Ononaiye said she and Andersen initially wanted to portray a “good” narrator and a “bad” narrator, but that was difficult because the narrator tends to side with Joseph throughout the show.

“She sings real low, really powerfully, and I can do higher parts,” she said. “We played off of that.”

Shahayla Ononoaiye and Meegan Andersen are narrators in the Elgin Opera House's production of "Joseph and the Amazing Technicolor Dreamcoat."

Shahayla Ononoaiye and Meegan Andersen are narrators in the Elgin Opera House’s production of “Joseph and the Amazing Technicolor Dreamcoat.”

Both alumnae of Eastern Oregon University, Andersen and Ononaiye have worked with director Kenn Wheeler, associate professor of theatre.

Wheeler, who came on as director after the show had already been cast, said he was glad to find his former students in their roles.

“This is, for the most part, a young cast,” he said. “There are a few actors — like Meegan, Shahayla and Liam (Bloodgood, who plays Joseph) — who have shown maturity and brought some balance to the production.”

Wheeler said Andersen and Ononaiye alone are worth the show’s ticket price.

“They are both so talented,” Wheeler said. “Their voices are incredible.”

Vocal talent is crucial for this production, which tells the story entirely through song.
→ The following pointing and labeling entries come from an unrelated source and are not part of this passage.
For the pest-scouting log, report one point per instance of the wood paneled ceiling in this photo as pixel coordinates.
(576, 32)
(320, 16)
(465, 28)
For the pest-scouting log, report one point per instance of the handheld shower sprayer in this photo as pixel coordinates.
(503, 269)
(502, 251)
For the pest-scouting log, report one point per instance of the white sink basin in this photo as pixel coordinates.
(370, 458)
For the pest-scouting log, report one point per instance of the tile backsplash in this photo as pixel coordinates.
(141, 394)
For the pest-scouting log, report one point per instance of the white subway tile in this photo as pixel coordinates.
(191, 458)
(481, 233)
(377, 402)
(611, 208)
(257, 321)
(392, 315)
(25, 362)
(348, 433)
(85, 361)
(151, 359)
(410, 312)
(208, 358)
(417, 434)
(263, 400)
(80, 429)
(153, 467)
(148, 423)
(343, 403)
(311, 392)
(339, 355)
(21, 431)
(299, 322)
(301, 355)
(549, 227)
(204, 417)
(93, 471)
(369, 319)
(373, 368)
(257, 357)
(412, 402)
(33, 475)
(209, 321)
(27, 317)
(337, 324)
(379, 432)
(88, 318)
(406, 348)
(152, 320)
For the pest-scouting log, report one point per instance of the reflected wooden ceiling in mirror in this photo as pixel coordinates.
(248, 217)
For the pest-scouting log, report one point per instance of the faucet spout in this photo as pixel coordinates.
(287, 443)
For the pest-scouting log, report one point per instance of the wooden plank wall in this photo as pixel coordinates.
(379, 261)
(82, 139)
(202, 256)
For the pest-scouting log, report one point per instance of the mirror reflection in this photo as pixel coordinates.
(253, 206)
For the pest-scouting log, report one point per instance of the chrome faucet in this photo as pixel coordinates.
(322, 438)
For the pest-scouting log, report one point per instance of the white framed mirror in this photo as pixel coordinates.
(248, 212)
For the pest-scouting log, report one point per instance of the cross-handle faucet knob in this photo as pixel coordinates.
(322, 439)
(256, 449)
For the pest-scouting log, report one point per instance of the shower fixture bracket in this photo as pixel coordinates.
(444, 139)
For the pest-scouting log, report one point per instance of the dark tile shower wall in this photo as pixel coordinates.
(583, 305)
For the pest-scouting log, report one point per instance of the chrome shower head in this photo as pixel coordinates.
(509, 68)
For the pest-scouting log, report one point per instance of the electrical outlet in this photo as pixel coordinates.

Moreover, it’s told through a variety of genres of song.

“It brings in 10 to 15 different genres, which is interesting, especially if you’re a music buff,” Andersen said.

Ononaiye said that’s what makes the show unique.

“There’s a ’70s scene, there’s something I don’t want to mention here because it’s a surprise, but it has to do with current events, the ho-down (and) ’50s Elvis stuff,” Ononaiye said. “It brings in a little bit of everything.”

Andersen said the musical elements appeal to audiences who aren’t as familiar with the biblical story.

Bloodgood was unable to make it to the Elgin Opera House’s media preview night last week.